If the imbalance in spending continues, it would mark a reversal from the past, when Democrats held the advantage when it came to utilizing third-party groups that could accept unrestricted donations.

Interviews with Democratic operatives, most of whom would speak only on the condition of anonymity because they were discussing the internal dynamics of these groups, provided a broader portrait of the struggles they are facing as they court megadonors.

For donors, there is certainly an element of fatigue from giving cycle after cycle, as well as an economic squeeze brought on by the recession, the operatives said. But some more ideological donors are also upset that the Obama administration has not been more aggressive in pushing a liberal agenda. Big donors from Wall Street, including hedge fund executives and investment bankers, are also angry at the administration.

It also appears, however, that Republicans have outmaneuvered their Democratic counterparts since the Citizens United decision. They have taken advantage of Democratic broadsides against the ruling, which have inevitably had an effect on the attitudes of Democratic donors.

Mr. Obama devoted one of his weekly radio addresses this month to the effect he said untamed special interests were having on the midterm election. “We can see for ourselves how destructive to our democracy this can become,” he said. “We see it in the flood of deceptive attack ads sponsored by special interests using front groups with misleading names.”

Several Democratic strategists said the White House’s denunciations had made entreaties to prospective donors trickier.

“You can complain about the rules, or you can respond to them and fight back against the people who welcome those rule changes,” said Craig Varoga, who heads up Patriot Majority, which has been supporting Senator Harry Reid in Nevada and has been one of the most active Democratic-leaning outside groups.

Belatedly, some additional Democratic third-party efforts are shaping up.
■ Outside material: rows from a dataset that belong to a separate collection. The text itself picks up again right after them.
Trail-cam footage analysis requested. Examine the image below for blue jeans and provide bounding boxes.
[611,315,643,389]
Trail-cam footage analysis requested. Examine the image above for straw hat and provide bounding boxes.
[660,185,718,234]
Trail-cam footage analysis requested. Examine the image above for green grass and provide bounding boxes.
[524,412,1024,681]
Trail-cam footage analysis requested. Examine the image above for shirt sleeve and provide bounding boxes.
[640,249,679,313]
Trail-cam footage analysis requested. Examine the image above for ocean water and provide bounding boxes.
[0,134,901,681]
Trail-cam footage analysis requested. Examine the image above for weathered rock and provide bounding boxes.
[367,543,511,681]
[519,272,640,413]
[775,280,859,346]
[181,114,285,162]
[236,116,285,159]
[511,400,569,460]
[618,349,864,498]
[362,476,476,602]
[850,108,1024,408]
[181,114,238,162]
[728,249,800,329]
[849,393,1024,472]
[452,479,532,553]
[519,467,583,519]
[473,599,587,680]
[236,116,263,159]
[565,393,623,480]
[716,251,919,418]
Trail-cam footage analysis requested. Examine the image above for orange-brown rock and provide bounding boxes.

An organization called Commonsense Ten is emerging as a conduit for large checks directed toward Senate races and recently went up on the air with television advertisements in Missouri and Washington State.
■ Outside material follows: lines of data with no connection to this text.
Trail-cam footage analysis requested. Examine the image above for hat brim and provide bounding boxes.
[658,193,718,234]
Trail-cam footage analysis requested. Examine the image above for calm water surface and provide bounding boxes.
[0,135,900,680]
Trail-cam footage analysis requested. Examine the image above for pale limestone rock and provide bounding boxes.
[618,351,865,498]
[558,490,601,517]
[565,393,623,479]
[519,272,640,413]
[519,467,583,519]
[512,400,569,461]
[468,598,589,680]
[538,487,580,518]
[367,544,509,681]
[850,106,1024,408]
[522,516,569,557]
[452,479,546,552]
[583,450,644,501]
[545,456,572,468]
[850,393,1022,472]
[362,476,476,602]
The group has been convening regularly with other Democratic-leaning groups — labor unions, women’s groups and others — to coordinate efforts. It has lined up financial commitments to also get involved in the Senate races in Colorado, Wisconsin, New Hampshire and Kentucky, Democratic operatives said. The group is also contemplating jumping into races in Illinois, Connecticut and Delaware.
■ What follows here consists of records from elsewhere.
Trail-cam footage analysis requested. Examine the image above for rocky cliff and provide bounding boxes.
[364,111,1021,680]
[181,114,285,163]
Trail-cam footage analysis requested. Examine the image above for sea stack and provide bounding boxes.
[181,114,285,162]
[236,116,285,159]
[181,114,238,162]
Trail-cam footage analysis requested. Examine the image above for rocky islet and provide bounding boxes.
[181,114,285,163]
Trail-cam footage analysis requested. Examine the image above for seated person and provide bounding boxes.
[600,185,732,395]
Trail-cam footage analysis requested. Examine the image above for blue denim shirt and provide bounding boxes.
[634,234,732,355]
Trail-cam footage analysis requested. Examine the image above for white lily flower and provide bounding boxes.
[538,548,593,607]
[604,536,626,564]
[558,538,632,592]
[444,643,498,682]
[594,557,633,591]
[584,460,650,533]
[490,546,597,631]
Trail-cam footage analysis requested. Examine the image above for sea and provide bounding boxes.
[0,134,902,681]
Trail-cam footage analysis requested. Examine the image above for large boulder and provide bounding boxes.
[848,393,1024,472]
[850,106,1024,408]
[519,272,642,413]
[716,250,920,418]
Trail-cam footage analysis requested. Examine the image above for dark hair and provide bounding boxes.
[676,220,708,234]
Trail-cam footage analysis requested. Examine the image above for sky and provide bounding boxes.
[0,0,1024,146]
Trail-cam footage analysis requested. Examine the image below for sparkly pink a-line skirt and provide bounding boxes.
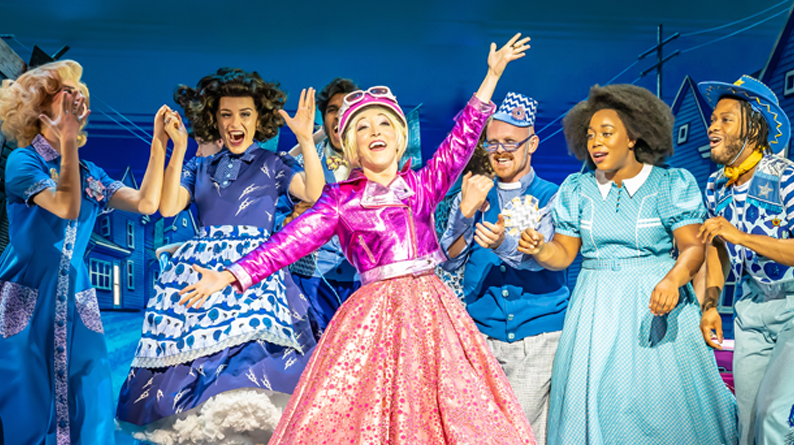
[270,274,535,445]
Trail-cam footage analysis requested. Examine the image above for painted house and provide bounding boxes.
[667,76,717,190]
[85,168,149,310]
[759,2,794,158]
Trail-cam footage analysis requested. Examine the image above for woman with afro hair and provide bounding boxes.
[117,68,325,444]
[519,85,737,445]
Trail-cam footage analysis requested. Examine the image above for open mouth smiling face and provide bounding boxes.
[217,96,259,153]
[353,107,397,170]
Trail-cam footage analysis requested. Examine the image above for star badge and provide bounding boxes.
[758,183,772,199]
Over all, though, the group is talking about spending, along with its partner organizations, about $5 million, with commitments from donors so far for about half of that.

In contrast, American Crossroads and its affiliate, Crossroads GPS, the biggest Republican-oriented group involved in Senate races, has said it is well on its way to raising $50 million for this election.

Another group, America’s Families First Action Fund, is shaping up as a major player on the House side among Democrats. But it has not yet even broadcast any ads.

Democratic leaders have been increasingly sounding the alarm about the disparity in spending, which may be contributing to something of a thaw among donors, or at least more openness to these efforts.

“It’s a challenging fund-raising environment, to be sure,” said Jim Jordan, a veteran political strategist who is working with Commonsense Ten. “We’re seeing signs lately, though, of a growing sense of awareness and urgency and engagement among our donor base.”

Whether that will translate into a late flood of cash remains to be seen.